? append vs merge: which is faster?

KevinBell · ‎09-11-2012

Does anyone have any idea if it's faster to append vs merge?

I have rasters that I'm converting to points and then sticking them into a fgdb. Each raster is 1000 x 1000, so a million points. The first append takes 5 minutes, but the time grows w/ each iteration. Now on the 95th iteration each append is taking almost 20 minutes. I stopped it, and did a compress, restarted, but no change in time.

I could rewrite the process to generate a fgdb for each million points, then merge later, but would that be faster?

...maybe a long shot, but I figured I'd ask!

MathewCoyle · ‎09-11-2012

that's exactly what I'm doing. I use numpy to push cell values of 24 rasters into a dictionary and then populate an in_memory point FC which is then appended. I end up with a point w/ the values of the 24 rasters.

Everything is really fast up until the append. The in_memory point fc takes no time.

So you have a preexisting point feature class you want to add data from your rasters you are extracting data from? Maybe an insert cursor? You could load that directly from your dictionary, no need to create a temporary fc at all.

View solution in original post

MathewCoyle · ‎09-11-2012

I would imagine the one merge would be faster.

Do you need to keep the output point feature classes from the raster, or is all you are interested in the final output of the merged/appended feature class?

If you do not need to keep the intermediate data I would export them to an in_memory workspace which should speed processing time regarldess of the tool you choose.

If you want to get real crazy efficient you can extract the x,y,z,m values for each raster cell and store them in a csv or dictionary and create a point layer out of that. You'd have to manage your memory pretty well if you are processing 95 x 1 million records.

KevinBell · ‎09-11-2012

that's exactly what I'm doing. I use numpy to push cell values of 24 rasters into a dictionary and then populate an in_memory point FC which is then appended. I end up with a point w/ the values of the 24 rasters.

Everything is really fast up until the append. The in_memory point fc takes no time.

MathewCoyle · ‎09-11-2012

that's exactly what I'm doing. I use numpy to push cell values of 24 rasters into a dictionary and then populate an in_memory point FC which is then appended. I end up with a point w/ the values of the 24 rasters.

Everything is really fast up until the append. The in_memory point fc takes no time.

So you have a preexisting point feature class you want to add data from your rasters you are extracting data from? Maybe an insert cursor? You could load that directly from your dictionary, no need to create a temporary fc at all.

KevinBell · ‎09-11-2012

The way the rasters are stored on disk requires looping over them and I had not thought to keep an open insertCursor while the raster values were being slurped up into the dictionary. Maybe I'll give that a try.
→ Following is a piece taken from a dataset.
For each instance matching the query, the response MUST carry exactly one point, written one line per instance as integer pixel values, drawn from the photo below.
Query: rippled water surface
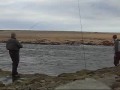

I suppose I'd just need a def loadDictionary(inDict): that would open/close the cursor each time, and that would bypass the entire append.

Thanks. I suppose I was think too much like ArcToolbox!

ChrisSnyder · ‎09-11-2012

Merge just runs Append in a loop... Both tools are slow since they seem to rebuild the spatial index file with each loop of Appending. Perfiormace degradation is noticable if you are merging >2 FCs and/or if they are large FCs.

Using cursors is by far the best way: http://forums.arcgis.com/threads/66434-A-better-way-to-run-large-Append-Merge-jobs

KevinBell · ‎09-11-2012

Merge just runs Append in a loop... Both tools are slow since they seem to rebuild the spatial index file with each loop of Appending. Perfiormace degradation is noticable if you are merging >2 FCs and/or if they are large FCs.

Using cursors is by far the best way: http://forums.arcgis.com/threads/66434-A-better-way-to-run-large-Append-Merge-jobs

Great stuff thanks!

I just commented out my in_memory temp fc and pointed my dictionary straight at the target and it's taking 5 minutes instead of 20 now : )

I think I'll chalk this up to a case of tunnel vision! The code is very tight, then that Homer Simpson move! :rolleyes:

ChrisSnyder · ‎09-11-2012

One clarification: The cursor method is ONLY faster when using the 10.1 data access cursors... I found using the "old" cursor model is SLOWER than the Merge or Append tools.

For my particular case, I found in order of speedieness:
1. arcpy (non-data access) cursor method (slowest)
2. Merge tool
3. Append tool (ever so slightly faster than Merge tool)
4. arcpy.da cursor method (fastest BY FAR!)